Bu rakamlar, sektörün bugüne kadar karşılaştığı en yüksek seviyeleri temsil ediyor. Kıyaslamak gerekirse, şimdiye dek en yüksek sayının kaydedildiği 2024 yılında toplam 172 vaka yaşanmış ve 1.838 denizci etkilenmişti. 2025 yılının yalnızca ilk altı ayında bu sayılar aşılmış durumda.
Terk edilen gemilerde görev yapan denizciler, uzun süre maaşlarını alamama, temel sağlık hizmetlerine ulaşamama ve gıda (kumanya) yetersizliği gibi temel yaşam haklarından mahrum kalıyor. Bazı ülkelerde, terk edilen gemilerde görevli personelin karaya çıkışının yasaklanması ise bu mağduriyeti daha da derinleştiriyor.

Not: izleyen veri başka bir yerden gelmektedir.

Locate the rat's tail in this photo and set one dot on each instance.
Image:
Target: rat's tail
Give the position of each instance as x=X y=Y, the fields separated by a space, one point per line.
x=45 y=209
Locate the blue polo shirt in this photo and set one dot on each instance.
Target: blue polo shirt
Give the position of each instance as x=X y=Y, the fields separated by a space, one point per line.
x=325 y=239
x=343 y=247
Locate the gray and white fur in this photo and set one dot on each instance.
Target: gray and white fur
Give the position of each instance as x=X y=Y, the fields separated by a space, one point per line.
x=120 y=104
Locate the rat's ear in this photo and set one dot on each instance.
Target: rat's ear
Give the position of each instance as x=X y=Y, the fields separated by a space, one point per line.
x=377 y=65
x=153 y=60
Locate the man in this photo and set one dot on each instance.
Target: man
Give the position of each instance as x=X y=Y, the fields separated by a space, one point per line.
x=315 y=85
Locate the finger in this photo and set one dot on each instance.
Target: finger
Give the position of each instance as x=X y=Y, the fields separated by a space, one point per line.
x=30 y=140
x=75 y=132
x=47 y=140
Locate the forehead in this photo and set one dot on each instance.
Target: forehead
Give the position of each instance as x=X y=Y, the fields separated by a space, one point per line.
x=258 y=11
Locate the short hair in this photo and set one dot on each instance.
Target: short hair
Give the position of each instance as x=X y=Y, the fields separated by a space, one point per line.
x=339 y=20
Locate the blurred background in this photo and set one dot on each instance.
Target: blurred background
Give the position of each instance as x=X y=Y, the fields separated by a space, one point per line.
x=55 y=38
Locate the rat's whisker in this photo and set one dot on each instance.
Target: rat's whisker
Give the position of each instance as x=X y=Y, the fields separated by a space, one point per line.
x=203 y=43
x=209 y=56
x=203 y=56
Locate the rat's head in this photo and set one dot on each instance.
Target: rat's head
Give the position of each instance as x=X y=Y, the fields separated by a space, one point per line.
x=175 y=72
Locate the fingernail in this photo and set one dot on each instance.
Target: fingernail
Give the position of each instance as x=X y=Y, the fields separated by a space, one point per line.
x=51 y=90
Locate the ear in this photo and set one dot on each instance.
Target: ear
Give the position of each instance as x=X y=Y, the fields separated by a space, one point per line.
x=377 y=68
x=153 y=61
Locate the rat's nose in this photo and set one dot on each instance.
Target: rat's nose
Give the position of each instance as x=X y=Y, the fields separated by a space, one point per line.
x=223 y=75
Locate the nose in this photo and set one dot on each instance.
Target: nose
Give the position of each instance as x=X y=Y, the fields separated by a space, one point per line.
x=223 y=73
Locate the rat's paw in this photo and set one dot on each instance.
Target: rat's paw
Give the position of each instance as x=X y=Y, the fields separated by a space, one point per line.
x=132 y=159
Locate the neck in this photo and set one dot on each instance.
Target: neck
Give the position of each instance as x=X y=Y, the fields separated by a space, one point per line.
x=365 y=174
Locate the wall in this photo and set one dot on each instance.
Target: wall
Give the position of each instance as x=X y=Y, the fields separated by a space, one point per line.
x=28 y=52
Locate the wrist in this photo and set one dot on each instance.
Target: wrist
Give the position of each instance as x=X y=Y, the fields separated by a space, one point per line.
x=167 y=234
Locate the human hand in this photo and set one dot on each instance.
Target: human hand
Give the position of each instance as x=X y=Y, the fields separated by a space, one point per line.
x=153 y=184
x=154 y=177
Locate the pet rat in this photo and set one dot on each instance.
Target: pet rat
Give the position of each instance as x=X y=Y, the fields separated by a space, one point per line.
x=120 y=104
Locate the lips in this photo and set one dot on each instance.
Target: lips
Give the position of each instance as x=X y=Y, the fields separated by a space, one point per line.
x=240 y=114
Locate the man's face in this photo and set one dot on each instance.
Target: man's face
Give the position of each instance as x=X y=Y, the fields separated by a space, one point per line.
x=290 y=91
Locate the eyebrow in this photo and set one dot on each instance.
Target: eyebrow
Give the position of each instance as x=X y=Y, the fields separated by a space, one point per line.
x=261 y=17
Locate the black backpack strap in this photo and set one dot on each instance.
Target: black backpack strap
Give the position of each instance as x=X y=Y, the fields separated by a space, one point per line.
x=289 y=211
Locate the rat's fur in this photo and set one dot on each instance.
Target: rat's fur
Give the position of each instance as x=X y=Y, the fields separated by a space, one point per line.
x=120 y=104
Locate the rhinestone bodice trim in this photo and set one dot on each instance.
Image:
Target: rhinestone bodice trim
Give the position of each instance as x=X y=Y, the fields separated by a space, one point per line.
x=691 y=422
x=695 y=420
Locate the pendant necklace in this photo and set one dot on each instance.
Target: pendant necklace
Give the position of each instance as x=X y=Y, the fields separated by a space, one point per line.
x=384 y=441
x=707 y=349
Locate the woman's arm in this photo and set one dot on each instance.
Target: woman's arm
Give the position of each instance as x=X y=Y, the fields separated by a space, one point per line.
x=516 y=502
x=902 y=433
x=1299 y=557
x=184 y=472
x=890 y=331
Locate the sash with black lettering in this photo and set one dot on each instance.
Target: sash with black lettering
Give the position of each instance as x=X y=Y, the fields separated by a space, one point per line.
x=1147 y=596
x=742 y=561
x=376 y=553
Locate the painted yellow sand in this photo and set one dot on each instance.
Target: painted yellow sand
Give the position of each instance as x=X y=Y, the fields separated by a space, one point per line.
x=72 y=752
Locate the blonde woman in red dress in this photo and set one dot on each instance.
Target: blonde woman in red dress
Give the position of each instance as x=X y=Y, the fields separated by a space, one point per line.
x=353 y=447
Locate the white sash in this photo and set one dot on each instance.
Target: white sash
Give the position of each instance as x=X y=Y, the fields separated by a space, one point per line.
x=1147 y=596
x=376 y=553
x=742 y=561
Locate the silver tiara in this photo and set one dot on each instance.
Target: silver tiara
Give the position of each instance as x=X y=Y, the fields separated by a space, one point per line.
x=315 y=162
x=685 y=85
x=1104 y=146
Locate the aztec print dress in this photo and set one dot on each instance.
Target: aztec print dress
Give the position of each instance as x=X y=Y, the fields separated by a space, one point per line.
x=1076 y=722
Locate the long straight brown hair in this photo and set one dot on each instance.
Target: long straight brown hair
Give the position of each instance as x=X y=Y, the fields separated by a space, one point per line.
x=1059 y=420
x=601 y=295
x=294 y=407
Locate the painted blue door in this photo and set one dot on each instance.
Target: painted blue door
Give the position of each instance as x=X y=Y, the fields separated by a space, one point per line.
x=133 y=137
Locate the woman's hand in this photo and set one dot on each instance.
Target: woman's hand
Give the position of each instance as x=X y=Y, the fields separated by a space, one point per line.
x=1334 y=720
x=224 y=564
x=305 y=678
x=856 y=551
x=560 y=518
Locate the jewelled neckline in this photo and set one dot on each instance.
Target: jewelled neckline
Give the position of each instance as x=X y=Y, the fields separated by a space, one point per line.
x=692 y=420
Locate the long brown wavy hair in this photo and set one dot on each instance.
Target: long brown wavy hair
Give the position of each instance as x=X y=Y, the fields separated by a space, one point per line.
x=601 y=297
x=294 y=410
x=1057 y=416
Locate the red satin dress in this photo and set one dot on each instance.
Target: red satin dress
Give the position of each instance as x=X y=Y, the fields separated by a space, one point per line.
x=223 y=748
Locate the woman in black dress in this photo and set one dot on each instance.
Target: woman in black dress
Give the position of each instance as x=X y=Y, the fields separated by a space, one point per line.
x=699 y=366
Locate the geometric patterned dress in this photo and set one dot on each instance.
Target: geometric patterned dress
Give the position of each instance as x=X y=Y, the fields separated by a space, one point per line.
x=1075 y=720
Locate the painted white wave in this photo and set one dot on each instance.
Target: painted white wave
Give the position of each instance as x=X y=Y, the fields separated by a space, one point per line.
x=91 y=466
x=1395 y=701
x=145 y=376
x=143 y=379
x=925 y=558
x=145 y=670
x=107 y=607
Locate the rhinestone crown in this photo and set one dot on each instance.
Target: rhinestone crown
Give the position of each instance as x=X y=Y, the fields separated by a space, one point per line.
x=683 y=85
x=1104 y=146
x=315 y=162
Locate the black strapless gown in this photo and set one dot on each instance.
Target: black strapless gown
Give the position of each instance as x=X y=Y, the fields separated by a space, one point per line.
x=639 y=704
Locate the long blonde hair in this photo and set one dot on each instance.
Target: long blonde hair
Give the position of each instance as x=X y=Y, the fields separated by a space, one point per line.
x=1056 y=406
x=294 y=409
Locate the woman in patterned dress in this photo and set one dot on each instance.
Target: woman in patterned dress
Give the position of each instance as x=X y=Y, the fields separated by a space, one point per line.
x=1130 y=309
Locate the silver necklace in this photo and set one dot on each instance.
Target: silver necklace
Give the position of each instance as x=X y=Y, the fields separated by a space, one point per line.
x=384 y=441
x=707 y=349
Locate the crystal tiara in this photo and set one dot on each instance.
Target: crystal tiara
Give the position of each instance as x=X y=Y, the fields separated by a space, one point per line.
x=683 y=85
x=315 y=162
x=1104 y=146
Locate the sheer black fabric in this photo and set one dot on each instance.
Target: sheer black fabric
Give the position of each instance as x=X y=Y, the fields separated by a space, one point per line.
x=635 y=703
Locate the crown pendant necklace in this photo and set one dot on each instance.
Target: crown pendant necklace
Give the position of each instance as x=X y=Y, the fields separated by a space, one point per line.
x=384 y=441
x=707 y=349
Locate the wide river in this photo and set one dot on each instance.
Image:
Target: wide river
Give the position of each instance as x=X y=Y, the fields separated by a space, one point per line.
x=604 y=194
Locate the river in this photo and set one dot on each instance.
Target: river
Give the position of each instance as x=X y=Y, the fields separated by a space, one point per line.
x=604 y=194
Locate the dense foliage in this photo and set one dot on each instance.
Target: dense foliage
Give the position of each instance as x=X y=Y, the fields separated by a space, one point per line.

Gemi terk vakalarındaki bu artış, Nisan 2025’te gerçekleştirilen Uluslararası Denizcilik Örgütü (IMO) Hukuk Komitesi toplantısında üye ülkeler tarafından da gündeme taşındı. IMO ile Uluslararası Çalışma Örgütü (ILO) ortak veri tabanına bildirilen vakalarda da, ITF’nin raporladığı eğilimle paralel bir artışın yaşandığı ifade edildi.
ITF verilerine göre terk edilen gemilerin yaklaşık %75’i “Kolay Bayrak” (Flags of Convenience – FOC) uygulamasıyla bilinen ülkelerin bayrağını taşıyor. Düşük vergi ve sahiplik gizliliği gibi avantajlar sunan bu bayrak devletleri, aynı zamanda uluslararası kurallardan doğan yükümlülüklerin uygulanmasını yeterince denetlememeleri nedeniyle eleştiriliyor.
Bu ülkelerin, gemi sahiplerinin sorumluluklarını yerine getirmesini izlemekte yetersiz kaldığı ve denetim mekanizmalarını etkin şekilde işletmediği sıkça dile getiriliyor.
Sektör temsilcileri, gemi insanlarının temel haklarının korunması ve terk edilme vakalarının önlenmesi adına, uluslararası iş birliğinin ve bağlayıcı denetim mekanizmalarının güçlendirilmesi gerektiği görüşünde birleşiyor.